Balinese are kind, and smile often.
They’re generous and warm.
They take time and care in all they do.
They don’t rush.
They work hard.
They do even the most mundane tasks with pride, dedication and authentic connection to themselves, and others.
Taking an offering making class was something that again, I was always interested in doing, but never found the time for. Perhaps because I stayed in local homes and saw close-up how offerings were made and put out regularly, I didn’t find it of utmost importance to attend an actual class.
But, it is a practice I’d love to learn more about, and if you’re only in Bali for a few short days, you’ll have no problem finding a demonstration you can attend, as part of a tour or stand-alone experience.
See a Balinese Healer
With wellness travel becoming more popular, many hotels in Bali (and beyond) are incorporating healing elements into their spa and wellness programs. Some even go so far as bringing on Balinese healers and priests for shamanic energy work.
While in Bali, I didn’t make it to see a healer, but I did take my fair share of healing workshops and classes, all of which were taught my wordclass masters. If you’re skeptical on the time or money commitment to seeing a healer, I’d recommend starting with a class or workshop at YogaBarn or RadiantlyAlive in Ubud.
Both offer chakra meditation, yin yoga, and other forms of energy work.
Part of the reason I never saw an actual healer in Bali is because a real and good healer can be difficult to find. Many that advertise themselves are only doing so for the tourism benefit. And, it’s my belief, as well as that of others, that a real healer won’t prominently advertise themselves, because the Balinese believe that to be a true healer, you must possess a healer’s soul that’s been divined by the universe.
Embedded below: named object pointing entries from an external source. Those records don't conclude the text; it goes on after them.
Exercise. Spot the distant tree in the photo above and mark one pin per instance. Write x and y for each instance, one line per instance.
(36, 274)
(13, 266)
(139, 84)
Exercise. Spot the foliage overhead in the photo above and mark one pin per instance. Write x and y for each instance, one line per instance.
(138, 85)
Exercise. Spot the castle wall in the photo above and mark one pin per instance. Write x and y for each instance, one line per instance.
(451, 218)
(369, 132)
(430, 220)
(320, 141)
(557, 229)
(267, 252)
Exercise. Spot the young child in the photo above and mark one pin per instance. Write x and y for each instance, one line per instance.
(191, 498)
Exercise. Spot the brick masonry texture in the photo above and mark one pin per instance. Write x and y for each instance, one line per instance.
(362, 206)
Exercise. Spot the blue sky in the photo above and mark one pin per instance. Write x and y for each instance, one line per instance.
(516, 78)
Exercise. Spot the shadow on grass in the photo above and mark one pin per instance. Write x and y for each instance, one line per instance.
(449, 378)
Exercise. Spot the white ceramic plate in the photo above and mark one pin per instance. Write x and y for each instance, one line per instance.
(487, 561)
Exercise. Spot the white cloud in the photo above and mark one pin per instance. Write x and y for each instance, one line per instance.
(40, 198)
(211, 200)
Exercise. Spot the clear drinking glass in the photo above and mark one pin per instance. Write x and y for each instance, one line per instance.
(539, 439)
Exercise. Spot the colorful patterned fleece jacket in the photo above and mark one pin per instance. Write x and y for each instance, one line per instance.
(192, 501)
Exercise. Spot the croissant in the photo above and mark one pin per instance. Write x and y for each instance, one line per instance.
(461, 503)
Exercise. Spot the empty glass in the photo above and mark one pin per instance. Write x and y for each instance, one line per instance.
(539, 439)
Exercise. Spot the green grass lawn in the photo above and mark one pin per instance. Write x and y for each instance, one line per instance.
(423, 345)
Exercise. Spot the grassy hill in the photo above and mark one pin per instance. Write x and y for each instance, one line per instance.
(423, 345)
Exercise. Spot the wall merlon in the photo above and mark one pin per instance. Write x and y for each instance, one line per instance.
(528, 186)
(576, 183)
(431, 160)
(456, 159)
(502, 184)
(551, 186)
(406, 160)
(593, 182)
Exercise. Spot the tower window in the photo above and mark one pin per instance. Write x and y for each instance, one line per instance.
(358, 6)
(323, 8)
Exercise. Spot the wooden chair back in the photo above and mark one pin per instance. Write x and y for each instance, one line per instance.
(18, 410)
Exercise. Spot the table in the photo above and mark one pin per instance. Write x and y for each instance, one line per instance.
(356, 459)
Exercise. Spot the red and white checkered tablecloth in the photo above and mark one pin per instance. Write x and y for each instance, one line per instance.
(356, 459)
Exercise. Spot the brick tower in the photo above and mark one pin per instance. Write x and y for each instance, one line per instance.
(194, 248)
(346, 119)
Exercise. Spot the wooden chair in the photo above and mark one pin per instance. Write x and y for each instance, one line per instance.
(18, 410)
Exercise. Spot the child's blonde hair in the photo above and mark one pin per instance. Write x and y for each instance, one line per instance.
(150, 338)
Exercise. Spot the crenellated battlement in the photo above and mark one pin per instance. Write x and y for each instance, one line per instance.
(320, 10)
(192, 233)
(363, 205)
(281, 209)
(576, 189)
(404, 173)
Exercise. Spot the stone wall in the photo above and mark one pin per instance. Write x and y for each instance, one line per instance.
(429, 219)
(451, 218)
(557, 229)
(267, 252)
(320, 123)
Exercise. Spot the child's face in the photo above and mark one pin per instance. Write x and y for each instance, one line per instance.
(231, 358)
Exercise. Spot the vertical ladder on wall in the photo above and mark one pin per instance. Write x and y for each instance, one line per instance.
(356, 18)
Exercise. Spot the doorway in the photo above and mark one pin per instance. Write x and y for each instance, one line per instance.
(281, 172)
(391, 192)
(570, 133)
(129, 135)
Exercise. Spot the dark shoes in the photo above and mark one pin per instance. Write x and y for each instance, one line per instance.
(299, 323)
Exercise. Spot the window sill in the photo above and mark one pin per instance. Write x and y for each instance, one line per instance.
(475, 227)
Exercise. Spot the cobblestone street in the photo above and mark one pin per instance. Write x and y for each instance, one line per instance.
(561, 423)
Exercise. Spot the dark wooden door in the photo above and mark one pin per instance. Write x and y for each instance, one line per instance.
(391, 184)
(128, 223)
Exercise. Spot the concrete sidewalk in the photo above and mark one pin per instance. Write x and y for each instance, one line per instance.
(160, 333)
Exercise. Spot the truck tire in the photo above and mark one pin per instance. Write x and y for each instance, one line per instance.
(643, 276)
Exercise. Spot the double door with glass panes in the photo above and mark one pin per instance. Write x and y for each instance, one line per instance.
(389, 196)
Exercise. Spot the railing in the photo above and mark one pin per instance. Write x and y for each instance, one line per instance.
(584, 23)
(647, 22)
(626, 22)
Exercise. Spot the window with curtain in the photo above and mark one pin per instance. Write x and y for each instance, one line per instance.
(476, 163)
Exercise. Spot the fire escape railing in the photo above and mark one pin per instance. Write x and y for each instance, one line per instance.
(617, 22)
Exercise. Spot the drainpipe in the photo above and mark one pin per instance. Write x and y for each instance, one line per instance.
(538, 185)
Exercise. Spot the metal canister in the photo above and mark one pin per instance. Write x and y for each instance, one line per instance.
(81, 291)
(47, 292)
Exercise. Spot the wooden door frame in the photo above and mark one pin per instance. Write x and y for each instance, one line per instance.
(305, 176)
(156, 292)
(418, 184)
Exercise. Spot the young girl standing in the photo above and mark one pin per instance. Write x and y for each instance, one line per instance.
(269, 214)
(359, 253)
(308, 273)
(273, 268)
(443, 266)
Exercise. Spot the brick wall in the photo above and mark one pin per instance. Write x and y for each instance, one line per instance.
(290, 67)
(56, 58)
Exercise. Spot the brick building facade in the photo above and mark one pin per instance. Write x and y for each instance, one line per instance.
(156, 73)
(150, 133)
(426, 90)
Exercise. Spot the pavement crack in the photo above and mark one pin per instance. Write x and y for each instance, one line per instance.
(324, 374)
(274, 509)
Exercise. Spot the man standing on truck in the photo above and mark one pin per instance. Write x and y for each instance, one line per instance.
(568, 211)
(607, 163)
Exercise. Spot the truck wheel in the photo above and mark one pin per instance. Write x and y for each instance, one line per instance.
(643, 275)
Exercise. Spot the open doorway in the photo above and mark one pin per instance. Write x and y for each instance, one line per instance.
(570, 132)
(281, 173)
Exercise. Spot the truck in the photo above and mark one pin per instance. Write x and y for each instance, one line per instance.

That said, I have heard rave things about Mandapa, which offers carefully selected Balinese healers, who specialise in everything from traditional chakra cleansing to more detailed forms of healing.
A good hotel should also be able to recommend a reputable healer, and if all else fails, ask around at places like YogaBarn or Sayuri Healing Food, where the wellness community hangs.
Have you ever visited Bali? What were your favorite activities or experiences?